The idea of cars that can drive themselves has been floating in and out of the dreams of humanity’s great thinkers for decades. But with recent advances in the fields of computer science, applied mathematics, and deep learning, this idea is looking less like a dream and more like a reality within our reach.
Most current attempts at autonomous driving rely on some advanced hardware to create a constantly updated map of a vehicle’s surroundings. Using a technology called LiDAR – in essence a kind of radar using lasers – an autonomous driving system can “paint” its surroundings to generate 3D models of objects around it.
A San Diego-based startup, TuSimple, was founded on a different approach.
“What if instead of using LiDAR arrays which cost hundreds of thousands of dollars, we could use simple cameras to see the road like humans do?” co-founder and chief technology officer Dr. Xiaodi Hou explains.
Dr. Hou is a world leader in the field of computer vision. With a PhD from Caltech, he gathered some leading scientists in computer disciplines from across the world, brought them to San Diego, and sat down to design an artificial intelligence system that can “see” like we do.
“The problem is that computer vision is orders of magnitude more complex,” Dr. Hou says. “It needs to do things which come effortlessly to humans – identify objects, predict behavior, discriminate between significant and insignificant, vehicle and pedestrian, road and environment.”
But once a computer vision-based AI is created, the hardware needed to install it in a vehicle is much cheaper than a LiDAR approach.

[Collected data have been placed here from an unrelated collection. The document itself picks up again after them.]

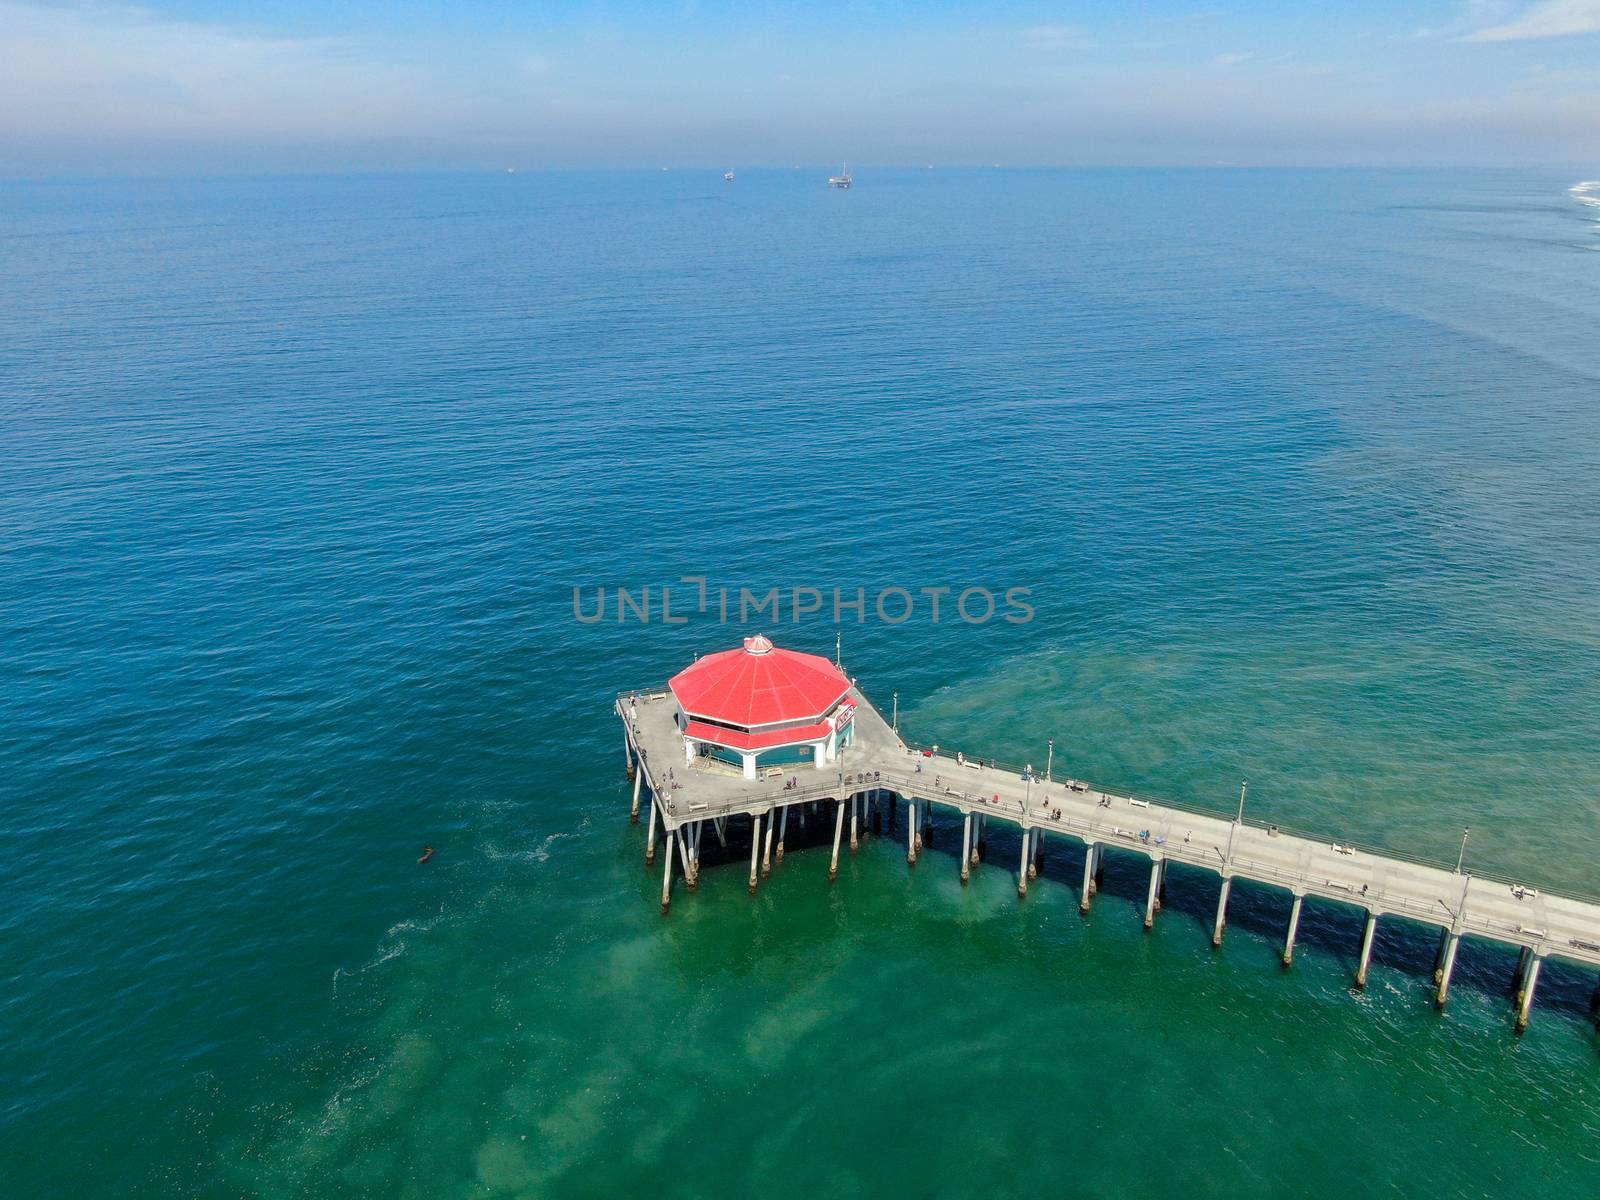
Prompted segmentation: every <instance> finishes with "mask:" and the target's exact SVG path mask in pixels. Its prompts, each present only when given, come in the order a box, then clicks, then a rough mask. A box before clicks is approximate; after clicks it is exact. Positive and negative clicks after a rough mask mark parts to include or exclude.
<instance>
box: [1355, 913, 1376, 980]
mask: <svg viewBox="0 0 1600 1200" xmlns="http://www.w3.org/2000/svg"><path fill="white" fill-rule="evenodd" d="M1376 933H1378V914H1376V912H1371V910H1368V912H1366V922H1365V923H1363V925H1362V957H1360V960H1358V962H1357V963H1355V986H1357V987H1366V966H1368V963H1371V960H1373V934H1376Z"/></svg>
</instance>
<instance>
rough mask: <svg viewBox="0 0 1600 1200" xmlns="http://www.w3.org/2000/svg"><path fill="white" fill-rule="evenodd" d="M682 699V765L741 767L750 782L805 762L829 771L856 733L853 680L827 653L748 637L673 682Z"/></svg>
mask: <svg viewBox="0 0 1600 1200" xmlns="http://www.w3.org/2000/svg"><path fill="white" fill-rule="evenodd" d="M667 686H669V688H672V696H674V699H675V701H677V702H678V714H677V722H678V728H680V730H682V731H683V762H685V763H688V765H694V763H696V762H699V763H701V765H704V766H712V768H715V765H717V763H723V765H726V766H728V768H739V771H741V773H742V774H744V778H746V779H758V778H762V776H763V774H781V773H782V771H784V770H786V768H790V766H795V765H798V763H810V765H813V766H818V768H821V766H826V765H827V763H830V762H835V760H837V757H838V747H840V746H845V744H850V741H851V738H853V736H854V728H856V726H854V715H856V706H854V702H853V701H851V699H850V698H848V693H850V678H848V677H846V675H845V672H842V670H840V669H838V667H837V666H834V664H832V662H829V661H827V659H826V658H822V656H821V654H803V653H800V651H795V650H779V648H778V646H774V645H773V643H771V640H770V638H766V637H747V638H744V645H742V646H741V648H736V650H723V651H720V653H717V654H707V656H706V658H702V659H699V661H696V662H694V664H693V666H690V667H685V669H683V670H680V672H678V674H677V675H674V677H672V680H670V682H669V683H667Z"/></svg>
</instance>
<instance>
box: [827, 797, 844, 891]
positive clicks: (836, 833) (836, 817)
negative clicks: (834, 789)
mask: <svg viewBox="0 0 1600 1200" xmlns="http://www.w3.org/2000/svg"><path fill="white" fill-rule="evenodd" d="M837 808H838V814H837V816H835V818H834V859H832V862H829V864H827V882H829V883H832V882H834V880H837V878H838V840H840V838H842V837H843V834H845V797H838V805H837Z"/></svg>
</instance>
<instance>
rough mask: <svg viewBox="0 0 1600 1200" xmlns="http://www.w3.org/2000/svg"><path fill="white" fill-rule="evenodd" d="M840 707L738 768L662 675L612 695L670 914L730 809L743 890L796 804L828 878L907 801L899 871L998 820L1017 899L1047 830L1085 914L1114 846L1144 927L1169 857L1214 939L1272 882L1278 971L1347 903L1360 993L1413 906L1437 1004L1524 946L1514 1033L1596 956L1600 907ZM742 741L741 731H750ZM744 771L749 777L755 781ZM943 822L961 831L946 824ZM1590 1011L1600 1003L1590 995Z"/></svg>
mask: <svg viewBox="0 0 1600 1200" xmlns="http://www.w3.org/2000/svg"><path fill="white" fill-rule="evenodd" d="M766 645H768V646H770V643H766ZM680 678H682V677H680ZM840 678H843V675H840ZM837 712H840V714H848V722H850V726H838V730H840V733H838V734H835V739H834V741H829V742H827V744H826V752H824V744H822V742H818V746H816V755H814V762H813V760H811V758H810V752H808V757H806V758H805V762H803V763H802V765H792V766H784V768H781V770H779V768H768V770H755V768H754V763H755V762H757V755H754V754H750V752H746V757H744V763H742V766H744V770H742V771H741V770H736V768H733V766H730V765H726V763H723V762H718V760H714V758H704V757H698V755H696V754H694V742H693V741H691V739H690V738H686V733H685V728H688V730H702V728H704V726H699V725H698V723H694V718H693V717H690V715H688V714H685V712H683V707H682V706H680V702H678V696H675V694H674V691H672V688H670V686H666V688H659V686H658V688H646V690H640V691H627V693H621V694H619V696H618V698H616V714H618V717H619V718H621V720H622V728H624V749H626V760H627V773H629V778H630V781H632V798H630V814H632V819H634V821H638V819H640V816H642V813H643V819H645V821H646V824H648V827H646V837H645V846H646V848H645V859H646V864H654V862H656V856H658V854H661V856H662V858H664V862H662V866H661V870H662V875H661V910H662V914H666V912H669V909H670V904H672V886H674V880H675V878H682V880H683V882H685V885H686V886H688V888H690V890H694V888H696V886H698V883H699V854H701V846H702V845H704V837H706V835H707V834H710V835H714V837H717V838H718V842H720V843H722V845H726V842H728V827H730V822H733V821H739V822H741V824H744V822H747V824H749V829H750V875H749V890H750V893H752V894H754V893H755V890H757V888H758V886H760V880H762V878H763V877H765V875H768V874H770V872H771V870H773V867H774V864H781V862H782V859H784V848H786V846H784V843H786V837H787V830H789V824H790V813H794V814H795V816H802V814H803V816H806V818H810V819H819V818H821V819H824V821H832V853H830V856H829V880H834V878H835V877H837V874H838V858H840V853H842V850H845V848H846V846H848V850H850V851H854V850H856V845H858V842H859V837H861V832H862V829H864V827H866V824H867V822H869V821H870V818H872V816H874V814H877V816H880V819H882V818H883V816H885V808H886V810H888V816H890V821H888V824H890V826H893V814H894V811H896V810H898V808H904V822H902V824H904V830H906V859H907V864H909V866H915V864H917V861H918V858H920V854H922V850H923V840H925V837H923V834H925V830H926V829H928V822H930V818H933V816H934V814H941V816H942V818H947V819H950V821H952V822H958V824H960V835H962V842H960V851H958V858H957V866H958V869H960V878H962V882H963V883H966V880H968V878H970V875H971V872H973V870H976V869H978V866H979V862H981V854H979V848H981V846H982V845H984V843H986V842H987V832H989V830H990V829H992V827H1008V829H1013V830H1014V832H1016V834H1018V838H1019V843H1021V848H1019V851H1018V856H1016V867H1014V869H1016V890H1018V896H1019V899H1021V898H1026V896H1027V890H1029V885H1030V882H1032V880H1034V878H1035V877H1037V870H1038V862H1040V858H1042V854H1043V853H1045V850H1046V846H1048V843H1050V842H1051V840H1061V838H1067V840H1074V842H1077V843H1080V845H1082V846H1083V856H1085V866H1083V882H1082V890H1080V901H1078V904H1080V910H1082V912H1083V914H1088V912H1090V909H1091V904H1093V899H1094V896H1096V893H1098V890H1099V875H1101V869H1102V862H1104V854H1106V851H1107V850H1120V851H1126V853H1131V854H1138V856H1142V858H1144V859H1147V862H1149V885H1147V888H1146V896H1144V928H1146V930H1149V928H1152V926H1154V922H1155V918H1157V915H1158V912H1160V907H1162V896H1163V891H1165V886H1163V885H1165V875H1166V866H1168V864H1170V862H1181V864H1186V866H1190V867H1200V869H1203V870H1208V872H1213V874H1214V875H1216V877H1218V880H1219V886H1218V902H1216V915H1214V920H1213V923H1211V944H1213V946H1221V944H1222V939H1224V934H1226V931H1227V904H1229V894H1230V891H1232V885H1234V880H1251V882H1253V883H1259V885H1266V886H1272V888H1280V890H1283V891H1286V893H1288V894H1290V896H1291V907H1290V917H1288V922H1286V926H1285V933H1283V950H1282V960H1283V965H1285V966H1290V965H1291V962H1293V957H1294V939H1296V933H1298V928H1299V917H1301V906H1302V902H1304V899H1306V898H1307V896H1317V898H1320V899H1325V901H1334V902H1338V904H1344V906H1349V907H1350V909H1354V910H1355V912H1357V914H1358V915H1360V920H1362V941H1360V952H1358V958H1357V966H1355V978H1354V984H1355V986H1357V987H1365V986H1366V979H1368V971H1370V965H1371V954H1373V939H1374V934H1376V928H1378V922H1379V920H1381V918H1384V917H1406V918H1410V920H1413V922H1421V923H1424V925H1432V926H1435V928H1437V930H1438V934H1440V941H1438V950H1437V955H1435V963H1434V979H1432V998H1434V1003H1435V1005H1437V1006H1440V1008H1443V1006H1445V1003H1446V1002H1448V998H1450V986H1451V976H1453V973H1454V966H1456V957H1458V950H1459V947H1461V941H1462V939H1464V938H1475V939H1483V941H1491V942H1499V944H1504V946H1510V947H1515V949H1517V950H1520V958H1518V965H1517V970H1515V978H1514V981H1512V992H1514V1005H1512V1010H1514V1018H1515V1027H1517V1030H1518V1032H1520V1030H1522V1029H1525V1027H1526V1024H1528V1019H1530V1014H1531V1010H1533V1002H1534V992H1536V987H1538V982H1539V971H1541V966H1542V965H1544V962H1546V960H1550V958H1563V960H1568V962H1573V963H1581V965H1584V966H1589V968H1600V901H1595V899H1587V898H1579V896H1563V894H1557V893H1549V891H1544V890H1536V888H1534V886H1531V885H1526V883H1520V882H1515V880H1504V878H1494V877H1490V875H1480V874H1470V872H1466V870H1462V869H1461V864H1458V867H1456V869H1451V867H1450V866H1448V864H1437V862H1429V861H1424V859H1419V858H1410V856H1405V854H1398V853H1395V851H1389V850H1376V848H1371V846H1363V845H1357V843H1352V842H1342V840H1331V838H1325V837H1315V835H1310V834H1304V832H1294V830H1288V829H1282V827H1278V826H1275V824H1270V822H1264V821H1259V819H1245V818H1243V814H1242V813H1240V816H1237V818H1232V819H1230V818H1229V816H1226V814H1219V813H1214V811H1205V810H1200V808H1190V806H1186V805H1178V803H1171V802H1165V800H1154V798H1142V797H1136V795H1130V794H1126V792H1117V790H1104V789H1101V787H1096V786H1091V784H1088V782H1085V781H1080V779H1050V778H1048V768H1046V774H1045V776H1043V778H1040V776H1038V774H1037V773H1034V771H1030V770H1029V768H1018V766H1008V765H1002V763H995V762H992V760H976V758H968V757H966V755H965V754H960V755H957V754H952V752H946V750H939V749H938V747H918V746H912V744H907V742H906V741H902V739H901V736H899V733H898V731H896V730H894V728H893V726H891V723H890V722H886V720H885V718H883V715H882V714H880V712H878V709H877V707H875V706H874V704H872V702H870V701H869V699H867V696H866V693H864V691H861V688H859V686H856V683H854V682H853V680H851V682H850V685H848V693H846V696H845V698H842V699H840V701H838V707H837ZM808 728H810V726H808ZM846 733H848V736H845V734H846ZM712 736H715V734H712ZM739 736H741V738H749V734H747V733H741V734H739ZM731 741H733V738H731V736H730V742H731ZM835 742H837V747H835ZM686 746H688V747H690V749H688V750H686V749H685V747H686ZM752 773H754V774H755V778H749V776H750V774H752ZM1240 808H1243V803H1242V805H1240ZM944 834H946V835H947V837H950V838H952V843H954V832H952V830H944ZM986 869H990V870H992V869H995V866H989V867H986ZM1590 1011H1592V1013H1600V989H1597V990H1595V995H1594V1002H1592V1005H1590Z"/></svg>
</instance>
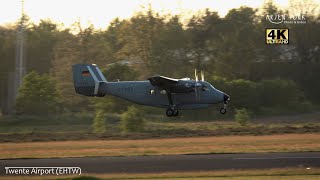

Of course, making a computer program that can interpret visual information like a human is easier said than done.
“We are using computer vision as the basis for our autonomous driving platform, but this is the forefront of innovation in this area. The scientific community hasn’t caught up yet – the literature isn’t there, the references aren’t there, the problems haven’t been defined. We are essentially creating this field each day from scratch,” Dr. Hou explains.
TuSimple first broke the news last fall, when they won ten first-place rankings in the computer vision benchmark dataset competitions released by KITTI and Cityscapes. Now they are offering their own computer vision benchmark dataset – the world’s first dataset specifically oriented toward automated driving.
“Benchmark datasets like KITTI, Cityscapes, and now ours foster innovation and creative solutions. We believe that development in the field of AI is a collective process, not a zero-sum game, and any growth in knowledge or processes improves the entire field of study,” Dr. Hou adds.
With cash prizes of
$1000 for first place,
$500 for second place, and
$250 for third place in the competition, they hope to foster innovation, to encourage creativity, to inspire novel solutions, and to bring the world’s community of computer vision researchers together to advance the whole field. They will also formally recognize the winning teams at this summer’s upcoming CVPR 2017 Conference in Honolulu, HI from July 21-26, which TuSimple is co-sponsoring.